Google, Intel and Microsoft team up w/CSAIL on new data-driven initiative

MIT professor Sam Madden speaks at DSAIL kick-off

Recent years have seen an explosion in the creation of machine learning models for everything from self-driving cars to social media feeds. Despite the success of these models at perception and simple prediction, they have yet to have a larger impact on traditional enterprise computing and data processing applications.

Applying machine learning inside the enterprise is the ambition behind a new initiative launched yesterday at MIT’s Computer Science and Artificial Intelligence Laboratory (CSAIL) with industry collaborators Google, Intel and Microsoft.

Dubbed the “Data Systems and Artificial Intelligence Lab” (DSAIL), the effort will focus on investigating how machine learning can be used to improve the performance of data-processing systems.
 
For example, enterprise companies often gather huge amounts of data and have trouble analyzing all the data in a timely manner. Using machine learning to improve systems is still in its infancy, and where it has been used, it is mostly to tune systems’ parameters, such as cache size.

“Our ambitions are much bigger,” says MIT professor Tim Kraska, one of the co-directors of the initiative. “We want to investigate how machine learning can improve the system from the ground up by deeply embedding it into the core components of a data processing system, such as scheduling and indexing. This requires a fundamental rethinking of the entire data system architecture.”

DSAIL further aims to develop new techniques that make it easier for enterprises to not just use machine learning but also build and manage machine learning models. Building a model involves more than just running the final algorithm: it is an iterative process of data integration, cleaning, data transformation, feature selection, model building and visualization.

While there exist individual solutions for many of these problems, enterprise companies often struggle to bring those techniques efficiently together. For example, a decision made to clean the data might have profound implications for the final model quality. Even worse, with the huge number of technical choices made during all these steps, it is often very hard for people to retroactively determine which models and data preparation steps work best for different situations, or even to keep track of what they have tried out in the past.
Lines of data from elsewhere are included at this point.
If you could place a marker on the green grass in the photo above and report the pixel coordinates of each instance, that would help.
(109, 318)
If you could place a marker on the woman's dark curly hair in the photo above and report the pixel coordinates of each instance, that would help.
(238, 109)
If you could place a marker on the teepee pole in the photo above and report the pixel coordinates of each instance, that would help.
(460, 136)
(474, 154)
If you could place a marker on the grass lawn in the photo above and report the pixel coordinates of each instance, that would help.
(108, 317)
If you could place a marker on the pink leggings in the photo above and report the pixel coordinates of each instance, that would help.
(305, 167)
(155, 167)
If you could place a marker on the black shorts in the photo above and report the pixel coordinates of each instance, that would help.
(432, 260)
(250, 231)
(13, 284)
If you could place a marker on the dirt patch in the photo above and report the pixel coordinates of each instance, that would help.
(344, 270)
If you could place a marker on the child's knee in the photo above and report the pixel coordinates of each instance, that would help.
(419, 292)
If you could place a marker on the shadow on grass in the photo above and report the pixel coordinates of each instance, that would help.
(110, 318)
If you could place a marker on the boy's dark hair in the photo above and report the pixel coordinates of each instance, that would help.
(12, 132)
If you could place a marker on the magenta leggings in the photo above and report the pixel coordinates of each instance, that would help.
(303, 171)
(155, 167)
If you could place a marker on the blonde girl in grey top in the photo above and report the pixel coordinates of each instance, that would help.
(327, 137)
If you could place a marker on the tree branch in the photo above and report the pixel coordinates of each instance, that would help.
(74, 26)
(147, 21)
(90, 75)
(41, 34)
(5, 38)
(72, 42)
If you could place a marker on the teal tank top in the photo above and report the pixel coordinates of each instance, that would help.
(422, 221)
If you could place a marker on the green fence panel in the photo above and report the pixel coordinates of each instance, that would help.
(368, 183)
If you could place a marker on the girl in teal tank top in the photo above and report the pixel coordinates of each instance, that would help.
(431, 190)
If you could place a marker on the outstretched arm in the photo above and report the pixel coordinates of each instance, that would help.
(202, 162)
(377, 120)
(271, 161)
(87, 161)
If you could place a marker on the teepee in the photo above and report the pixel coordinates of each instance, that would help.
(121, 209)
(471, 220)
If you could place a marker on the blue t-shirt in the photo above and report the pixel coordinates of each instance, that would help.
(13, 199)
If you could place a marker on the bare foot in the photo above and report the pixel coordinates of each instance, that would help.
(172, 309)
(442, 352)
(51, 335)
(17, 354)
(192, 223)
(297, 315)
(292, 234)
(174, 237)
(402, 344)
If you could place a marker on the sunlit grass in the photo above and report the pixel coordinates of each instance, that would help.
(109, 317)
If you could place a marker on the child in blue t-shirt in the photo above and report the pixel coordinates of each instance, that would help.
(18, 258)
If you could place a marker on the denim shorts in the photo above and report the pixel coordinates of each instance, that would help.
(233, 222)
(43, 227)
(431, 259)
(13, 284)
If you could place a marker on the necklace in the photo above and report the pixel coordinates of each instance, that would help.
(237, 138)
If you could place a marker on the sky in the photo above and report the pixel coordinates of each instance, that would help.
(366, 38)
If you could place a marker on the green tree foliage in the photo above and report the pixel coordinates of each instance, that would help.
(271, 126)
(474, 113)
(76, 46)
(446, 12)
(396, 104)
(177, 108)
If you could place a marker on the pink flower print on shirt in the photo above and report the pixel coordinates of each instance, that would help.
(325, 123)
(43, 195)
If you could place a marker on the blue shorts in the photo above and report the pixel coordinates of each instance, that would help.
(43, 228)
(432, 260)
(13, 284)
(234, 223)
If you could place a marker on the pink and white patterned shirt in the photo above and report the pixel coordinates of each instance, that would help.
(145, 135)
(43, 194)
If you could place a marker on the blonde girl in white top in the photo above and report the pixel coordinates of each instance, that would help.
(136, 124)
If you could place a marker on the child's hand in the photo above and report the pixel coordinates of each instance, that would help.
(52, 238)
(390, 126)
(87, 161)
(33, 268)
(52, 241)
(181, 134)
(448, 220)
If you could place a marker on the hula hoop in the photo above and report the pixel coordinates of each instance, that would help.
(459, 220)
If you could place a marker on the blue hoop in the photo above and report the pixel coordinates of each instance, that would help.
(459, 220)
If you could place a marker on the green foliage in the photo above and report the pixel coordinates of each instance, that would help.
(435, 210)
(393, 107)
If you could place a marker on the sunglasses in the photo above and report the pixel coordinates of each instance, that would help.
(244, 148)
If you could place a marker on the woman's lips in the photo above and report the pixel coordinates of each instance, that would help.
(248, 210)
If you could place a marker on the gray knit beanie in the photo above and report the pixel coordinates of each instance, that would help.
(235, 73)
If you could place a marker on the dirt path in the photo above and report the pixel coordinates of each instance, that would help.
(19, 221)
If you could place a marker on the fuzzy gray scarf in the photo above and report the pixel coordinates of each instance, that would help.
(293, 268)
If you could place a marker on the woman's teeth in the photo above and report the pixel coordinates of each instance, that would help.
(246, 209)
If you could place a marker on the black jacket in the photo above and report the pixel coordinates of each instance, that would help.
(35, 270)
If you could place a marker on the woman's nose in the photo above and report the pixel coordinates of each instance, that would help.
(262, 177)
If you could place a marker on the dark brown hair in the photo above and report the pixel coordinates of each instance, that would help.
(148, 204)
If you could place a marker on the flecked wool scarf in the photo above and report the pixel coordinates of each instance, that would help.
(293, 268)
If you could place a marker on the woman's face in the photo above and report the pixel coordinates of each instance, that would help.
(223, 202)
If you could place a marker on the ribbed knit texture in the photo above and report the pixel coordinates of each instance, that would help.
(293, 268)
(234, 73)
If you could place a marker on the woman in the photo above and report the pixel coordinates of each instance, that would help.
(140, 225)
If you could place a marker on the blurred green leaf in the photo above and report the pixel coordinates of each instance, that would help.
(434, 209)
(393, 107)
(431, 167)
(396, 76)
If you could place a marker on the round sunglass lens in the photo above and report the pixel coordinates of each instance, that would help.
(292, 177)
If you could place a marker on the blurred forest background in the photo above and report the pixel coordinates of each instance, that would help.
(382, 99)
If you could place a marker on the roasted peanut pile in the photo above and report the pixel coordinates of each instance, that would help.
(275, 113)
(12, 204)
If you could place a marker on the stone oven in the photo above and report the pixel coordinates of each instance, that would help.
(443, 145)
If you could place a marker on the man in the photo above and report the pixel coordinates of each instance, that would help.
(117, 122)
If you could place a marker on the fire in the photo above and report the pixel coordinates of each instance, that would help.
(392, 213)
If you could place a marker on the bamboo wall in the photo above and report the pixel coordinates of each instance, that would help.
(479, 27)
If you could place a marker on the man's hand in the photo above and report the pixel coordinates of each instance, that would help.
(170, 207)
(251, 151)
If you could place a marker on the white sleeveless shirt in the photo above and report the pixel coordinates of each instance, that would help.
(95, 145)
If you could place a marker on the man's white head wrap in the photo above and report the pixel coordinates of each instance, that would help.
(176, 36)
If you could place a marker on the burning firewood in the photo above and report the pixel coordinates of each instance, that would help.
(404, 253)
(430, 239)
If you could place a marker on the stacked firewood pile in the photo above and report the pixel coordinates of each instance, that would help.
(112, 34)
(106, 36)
“We are working to define and create a completely new kind of data stack for artificial intelligence,” says MIT professor Sam Madden (pictured above), another co-director of the initiative alongside professor Mike Stonebraker. “You could imagine a first layer that lets you access, integrate and clean the data for building machine learning models, a second workflow layer that helps you manage the models, and then a presentation layer that helps you operate and visualize the models.”

Researchers met today for an all-day summit at the Hyatt Regency in Kendall Square to form the agenda of the initiative. For their part, Google, Intel and Microsoft will work on new lines of research with small groups of CSAIL faculty, including professors John Guttag, Song Han, Stefanie Jegelka and David Sontag.

Multiple groups at CSAIL have already been developing key systems in this space. Madden’s data-discovery tool Data Civilizer, for example, allows organizations to discover related datasets from thousands of distinct business databases and files. Kraska’s work on Northstar helps inexperienced data scientists to quickly build high-quality models.

DSAIL builds on the lab’s existing initiatives that focus on financial technology, cybersecurity and systems approaches to machine learning. It represents an expansion of Intel’s previous five-year collaboration with CSAIL, the Intel Science and Technology Center for Big Data (ISTC).